Handout (1.3 MB)
Singular Spectrum Analysis (SSA) (Broomhead and King, 1986a; Fraedrich, 1986, Ghill et al., 2002) is a state-of-the-art spectral, data-adaptive and nonparametric method. SSA decomposes an original time series to trend (if exists), oscillatory and noise components by way of a singular value decomposition. The term singular spectrum comes from the spectral (eigenvalue) decomposition of a matrix into its spectrum of eigenvalues (Elsner and Tsonis, 1996). The basic SSA algorithm has stages of decomposition and reconstruction. The decomposition stage requires embedding and singular value decomposition. In this stage, there are two basic steps. The former is embedding the sampled time series in a vector space of dimension M, the latter is computing the MxM lag-covariance matrix of the data (Vautard and Ghill, 1989). The reconstruction stage demands the grouping to make subgroups of the decomposed trajectory matrices and diagonal averaging to reconstruct the new time series from the subgroups (Myung, 2009). Multi-Channel SSA (M-SSA) (Broomhead and King, 1986b) is an extension of the standard SSA to the case of multivariate time series. It is a generalization of this approach to systems of partial differential equations and the study of the spatiotemporal structures that characterize the behavior of solutions on their attractor (Constantin et al., 1989; Temam, 1997) (Ghil et al., 2001).

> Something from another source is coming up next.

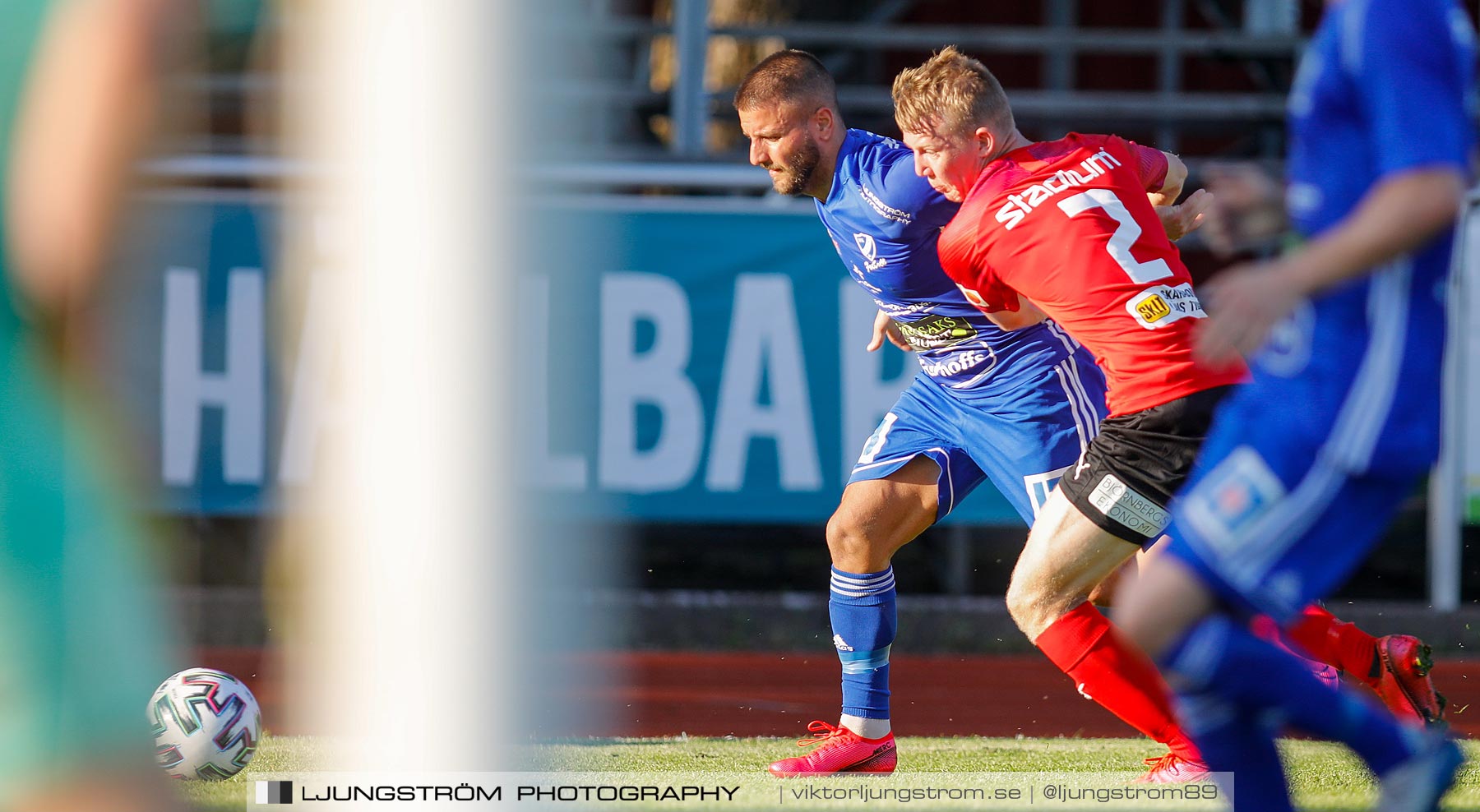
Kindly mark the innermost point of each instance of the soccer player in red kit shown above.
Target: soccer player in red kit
(1067, 229)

The accuracy and reliability of the methods depend on the pattern of missing data, the relative length of the gaps with respect to the total length of the data set, and the fraction of variance captured by robust, oscillatory modes (Kondrashov and Ghil, 2006). In this study, SSA and M-SSA is applied to flow series by using SSA-MTM Toolkit (Singular Spectrum Analysis-MultiTaper Method Group, 2007). Different percentages of the data have been removed randomly and then filled with using SSA and M-SSA. It is easily seen that missing data are filled perfectly for either univariate or multivariate time series.